Les effets de la grève des livraisons du lait se font ressentir en Allemagne: l'industrie laitière chiffre ses premières pertes tandis que certains supermarchés n'hésitent plus à rationner le lait.
Le mouvement de protestation suivi par 70% des quelque 100.000 producteurs de lait allemands a causé environ 50 millions d'euros de pertes aux laiteries du pays, a estimé mercredi la fédération de l'industrie laitière MIV.
«Les producteurs ont certes levé leur blocus devant les laiteries» mais une grande partie «continue de ne pas livrer», a indiqué le porte-parole de la fédération, Michael Brandl.
Faute de livraisons, quelques laiteries ont été contraintes de réduire le temps de travail de leurs employés, a-t-il souligné.
Mardi, la fédération, qui regroupe environ 100 entreprises, avait fait pour la première fois état de «goulets d'étranglements» dans l'approvisionnement.
Et dans certaines chaînes de supermarchés, surtout les discounters, la grève des livraisons se fait peu à peu sentir.
Dans les filiales de Kaufland (groupe Schwarz, propriétaire des magasins Lidl), les clients ont le droit d'acheter au maximum douze litres de lait UHT, le but étant d'empêcher que les Allemands commencent à faire des stocks en vue d'une forte pénurie qui, selon les experts, n'aura pas lieu.
«Des problèmes d'approvisionnement de grande ampleur et des rayons vides ne sont pas à craindre dans un avenir prévisible», rassure Stefan Genth, patron de la fédération allemande du commerce de détail.
Selon un sondage de l'hebdomadaire Stern à paraître jeudi, 88% des Allemands sont prêts à payer le lait 10 cents de plus si cette somme revient aux producteurs qui ont appelé, via leur fédération BDM, à un grand rassemblement devant la Porte de Brandebourg jeudi à Berlin.
La BDM y attend plusieurs milliers de participants et a appelé les consommateurs à se joindre à leur manifestation.
Les producteurs, qui ont organisé mercredi des manifestations devant plusieurs grandes surfaces, bénéficient aussi d'un soutien politique.

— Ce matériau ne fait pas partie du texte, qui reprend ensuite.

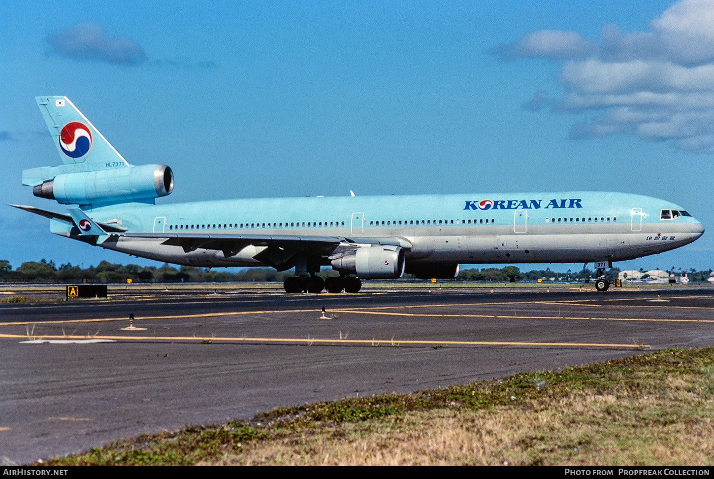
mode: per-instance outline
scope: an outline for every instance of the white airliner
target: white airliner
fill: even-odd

Le ministre allemand de l'Agriculture, Horst Seehofer, leur a témoigné à nouveau sa «pleine solidarité», tout en souhaitant «une solution rapide» au conflit.
Dans le quotidien régional Passauer Neuen Presse, le ministre a aussi souligné l'importance pour l'Allemagne de ne pas dépendre des importations de lait.
Une première laiterie, la Berchtesgarderner Land-Chiemgau, vient de capituler en cédant aux revendications des producteurs, selon la fédération des producteurs BDM.
Pour l'économiste spécialisé dans les questions agricoles, Thomas Fellmann, de l'université Hohenheim (Sud-Ouest), une augmentation du prix du lait ne règlerait pas à elle seule les problèmes du secteur laitier allemand qui sont «avant tout d'ordre structurel».
«Nous avons d'une part en Allemagne une kyrielle de toutes petites laiteries. Elles sont en situation de faiblesse pour négocier (le prix du lait) avec le marché concentré du commerce de détails», explique-t-il.
«De l'autre, nous avons, comme c'est le cas aussi en Autriche et en Suisse, de très petites structures de production qui ne sont pas compétitives» et qui ne le seront pas plus avec un prix du lait plus élevé.
«Les petites exploitations qui ne sont pas capables de se développer n'auront plus aucune chance sur le marché», d'autant que le système des quotas mis en place en 1984 et qui les aidait à survivre sera supprimé en 2015 dans l'UE, a-t-il souligné.
La BDM demande aux laiteries et grandes surfaces de payer les producteurs de lait 43 centimes par litre, contre les 28 à 34 centimes d'usage en ce moment, pour compenser la hausse des coûts de production liée à l'augmentation des prix de l'énergie, du fourrage et des engrais.
Une partie des producteurs de lait tchèques ont annoncé mardi qu'ils allaient réduire de 10% à partir de vendredi leurs livraisons aux laiteries industrielles locales, par solidarité avec leurs collègues allemands, en grève des livraisons de lait.
Les livraisons de lait dans les laiteries en Autriche ont reculé de 20 à 25%, selon la fédération autrichienne des laiteries à la suite de l'appel à la grève des 43.000 producteurs lancée la semaine dernière pour protester contre les prix du lait trop bas.